This isn’t the first time, however, that the use of the track by individuals who aren’t SPHS students has been questioned. In 2007, following a similar controversy, about 75 walkers and runners—“everybody who showed up during about a week”— signed a petition and handed it to school authorities, says Sprenger.

The petitioners had a meeting with South Pasadena Unified School District Superintendent Joel Shapiro, then Athletics Director Ralph Punaro, SPUSD Board Member Elisabeth Eilers and SPHS Principal Janet Anderson.

“We agreed we would not use the track during Varsity boys soccer games,” says Sprenger, adding that the deal continued until this year, when the boys soccer coach asked him and other runners to stop using the track even during the Junior Varsity boys games and the girls soccer games.

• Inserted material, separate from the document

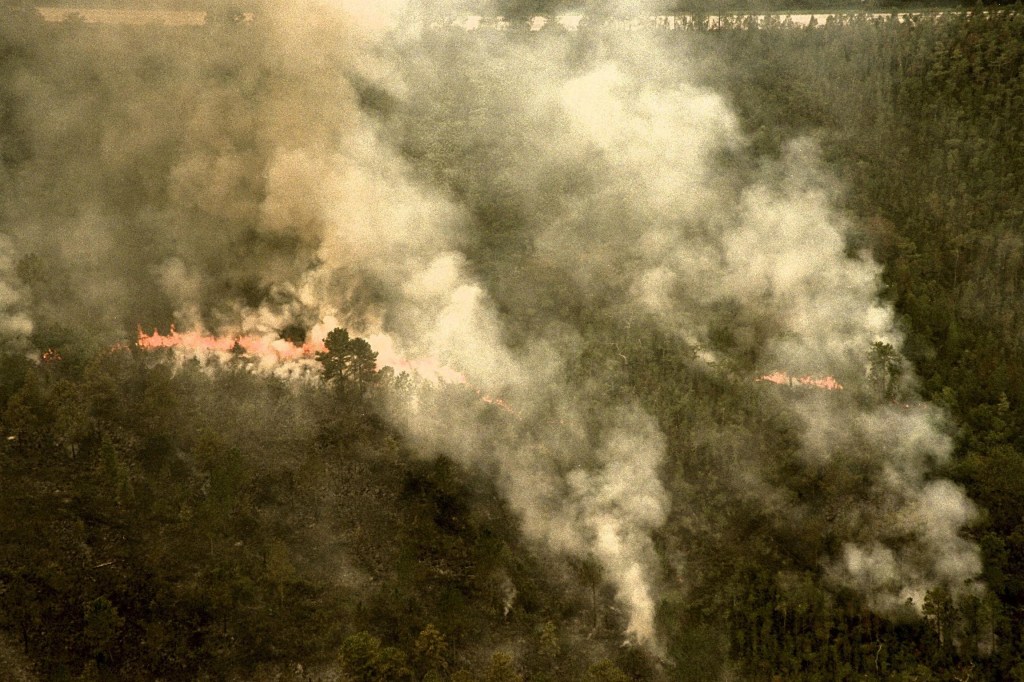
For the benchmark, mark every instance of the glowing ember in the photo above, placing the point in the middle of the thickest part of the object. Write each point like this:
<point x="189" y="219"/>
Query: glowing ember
<point x="251" y="345"/>
<point x="782" y="379"/>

The entire issue came to public attention this past Monday when Henk Friezer, a longtime photographer of news and events in South Pasadena, wrote a blog on South Pasadena Patch.

Titled “Disappointment About School Reneging on Agreement,” the blog argued that none of the conditions that restrict use of the track during football games exist during soccer games.

“It is understandable that the restriction is in effect during football games, when cheerleaders and bands utilize the track and adjacent area to the field,” wrote Friezer, who has been walking regularly on the track for years. “There is also a stadium full of spectators, so walkers would definitely interfere with the game atmosphere. We hope the district sees the logic and goes back to the original agreement.”

Sprengers concurs. “From our perspective, important people on the school board and the [previous] athletics director had all agreed to this plan,” he says. “Now, all of a sudden this coach, who is supervised by all these people has, as far as we can tell, changed the policy—and that’s what causing all the concern among all the runners.”

Zalin, who joined SPHS as athletics director in early 2012, says he’s unaware of any kind of agreement that the extracurricular runners and walkers might have had with school authorities. 

“I’m very new here and I’m just following the rules,” he adds. “We try to prioritize student activities first, and I think that supersedes any other thing that’s going on.”